When I focus on that, it gives me tremendous optimism about the future, for my kids, my grandkids, all of us. And it effectively neutralizes the weight of the bad stuff I witnessed. It's a shockingly effective way to prevent PTSD from taking root.

Another well-established technique is having an authentic "tribe", a small group where trust and communication are strong enough that members can speak openly and honestly, and where a shared culture of honor and accountability ensures confidentiality. This small group, usually no more than a handful of people, allows the person who experienced the trauma to talk through every aspect of what happened. That act of retelling does something we still don't fully understand, the other members seem to "absorb" some of the negative emotional weight. Done a few times, this process significantly diminishes the lasting harm of the event.
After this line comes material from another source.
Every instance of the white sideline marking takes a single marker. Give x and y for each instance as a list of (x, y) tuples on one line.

I study and write about tribes a lot, and can unequivocally say having a group who you can trust and can effectively communicate with will solve most of the problems we face today. That extends to dealing with trauma. 

Some of My Tools

I have a few tools I've developed over the years, and I'm sharing them in case other people find them useful.

The first is curiosity. Whenever I'm on a scene, talking to people, or working through evidence, I'm deeply curious about everything around me. A big part of police work is figuring out what happened from as objective a perspective as possible. To do that well, we need to shift our attention away from the central, obvious thing and notice everything else.

Understanding why that works requires a quick look at how attention functions. We focus on what we're focused on. Our attentional capacity is limited, but what it does focus on gets very high bandwidth. Think of attention as a laser pointer. Most people enter a room and lock that laser onto the most attention-grabbing thing present. Most cops don't work that way. Their laser darts around the room taking inventory before settling on whatever brought them there. This becomes automatic, and it's part of what drives the hypervigilance that plagues the profession.

My strategy involves leaning into what the unconscious brain is already doing. We know a lot about whatever the laser is pointing at. But our unconscious is simultaneously collecting, analyzing, and interpreting everything the laser isn't pointing at, and that's a vastly larger stream of information. The catch is that we can't access it directly; trying to examine it just moves the laser.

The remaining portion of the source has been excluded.